New salmon traffic light scheme ‘almost ready’

Norway's fish farmers spent record levels battling sea lice last year said Nofima

NORWAY’S seafood minister, Harald Tom Neskvik, has announced that the country’s long awaited new traffic light scheme for regulating future growth in the aquaculture industry is now well on track and should start to be fully implemented over the next few weeks.

He declared: ‘We have not yet switched on the lights, but we hope to do that before the end of the autumn.

‘We now plan to start measuring and testing everything before we turn everything on,’ the minister told the market leading financial provider TDN Direkt at the DNB Markets seafood conference in Norway.

But he added that the changes would not formally come into effect until next year in order to give the industry time to adjust.

It is more than four years since Oslo first decided that salmon farming should be managed by a colour code system to regulate growth and decide which parts of the country are best suited for fish farming.

The first part of the scheme was introduced two years ago. Those areas shaded green will be fully open to growth, while yellow or amber dictates that production should be frozen at current levels. Red areas mean that production will either be stopped or cut back.

New licences awarded in the first round gave a potential annual production increase of 7,897 tonnes.

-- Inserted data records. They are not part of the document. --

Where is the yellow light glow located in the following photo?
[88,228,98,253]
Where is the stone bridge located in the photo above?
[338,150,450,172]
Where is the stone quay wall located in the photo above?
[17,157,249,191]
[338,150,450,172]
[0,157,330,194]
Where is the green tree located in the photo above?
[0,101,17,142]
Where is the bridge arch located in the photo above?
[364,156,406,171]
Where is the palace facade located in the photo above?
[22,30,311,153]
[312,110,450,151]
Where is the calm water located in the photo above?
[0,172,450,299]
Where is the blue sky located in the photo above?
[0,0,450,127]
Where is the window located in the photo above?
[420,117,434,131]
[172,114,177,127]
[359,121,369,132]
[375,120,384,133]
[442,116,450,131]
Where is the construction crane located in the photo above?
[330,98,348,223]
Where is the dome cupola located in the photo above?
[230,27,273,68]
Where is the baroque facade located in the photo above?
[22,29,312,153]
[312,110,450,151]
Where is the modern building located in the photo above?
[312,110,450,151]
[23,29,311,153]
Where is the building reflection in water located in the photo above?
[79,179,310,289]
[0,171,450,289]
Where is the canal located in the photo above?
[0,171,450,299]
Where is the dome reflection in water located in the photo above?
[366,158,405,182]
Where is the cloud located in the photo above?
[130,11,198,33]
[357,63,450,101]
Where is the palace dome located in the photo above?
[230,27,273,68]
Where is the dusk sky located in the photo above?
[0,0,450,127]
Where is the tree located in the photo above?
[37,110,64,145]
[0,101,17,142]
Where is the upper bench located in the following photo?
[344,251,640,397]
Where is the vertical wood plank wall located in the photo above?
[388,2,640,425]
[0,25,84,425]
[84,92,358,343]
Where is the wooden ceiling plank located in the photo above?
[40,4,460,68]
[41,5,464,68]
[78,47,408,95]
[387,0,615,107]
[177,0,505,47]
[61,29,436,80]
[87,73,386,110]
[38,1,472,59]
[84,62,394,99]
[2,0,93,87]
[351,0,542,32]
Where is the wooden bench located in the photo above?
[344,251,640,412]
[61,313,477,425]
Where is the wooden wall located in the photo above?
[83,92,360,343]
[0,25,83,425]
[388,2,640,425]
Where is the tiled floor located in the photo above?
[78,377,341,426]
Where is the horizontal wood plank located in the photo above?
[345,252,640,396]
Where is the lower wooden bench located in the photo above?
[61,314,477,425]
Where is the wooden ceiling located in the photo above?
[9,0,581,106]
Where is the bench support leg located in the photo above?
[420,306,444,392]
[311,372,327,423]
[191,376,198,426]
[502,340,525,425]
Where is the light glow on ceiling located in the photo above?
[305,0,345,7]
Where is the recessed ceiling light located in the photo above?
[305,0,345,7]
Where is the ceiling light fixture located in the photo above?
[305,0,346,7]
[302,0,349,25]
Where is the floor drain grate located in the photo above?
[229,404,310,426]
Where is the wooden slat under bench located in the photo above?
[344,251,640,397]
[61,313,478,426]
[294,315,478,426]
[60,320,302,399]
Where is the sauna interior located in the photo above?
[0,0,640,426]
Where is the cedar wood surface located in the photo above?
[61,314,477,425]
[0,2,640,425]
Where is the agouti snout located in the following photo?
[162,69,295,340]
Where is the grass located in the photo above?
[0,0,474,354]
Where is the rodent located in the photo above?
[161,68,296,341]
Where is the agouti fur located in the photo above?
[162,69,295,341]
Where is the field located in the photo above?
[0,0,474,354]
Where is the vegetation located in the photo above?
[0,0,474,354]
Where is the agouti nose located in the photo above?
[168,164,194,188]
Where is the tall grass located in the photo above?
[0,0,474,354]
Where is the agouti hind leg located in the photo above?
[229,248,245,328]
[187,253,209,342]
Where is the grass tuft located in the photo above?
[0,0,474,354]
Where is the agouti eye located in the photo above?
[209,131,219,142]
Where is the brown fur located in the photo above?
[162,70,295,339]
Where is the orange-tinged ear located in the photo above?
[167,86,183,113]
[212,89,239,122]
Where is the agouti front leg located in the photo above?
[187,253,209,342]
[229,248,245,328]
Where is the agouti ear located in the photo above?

Farmers in green zones are given the opportunity to bid for permits at an auction.

The ministry believes that the scheme, which could also include trout farming, should provide companies with a large measure of predictability.

Meanwhile, Nesvik said earlier that the government is determined to spend millions of kroner on a greener marine policy, which will include clearing plastic along the coast and reducing carbon dioxide emissions in both fishing and fish farming.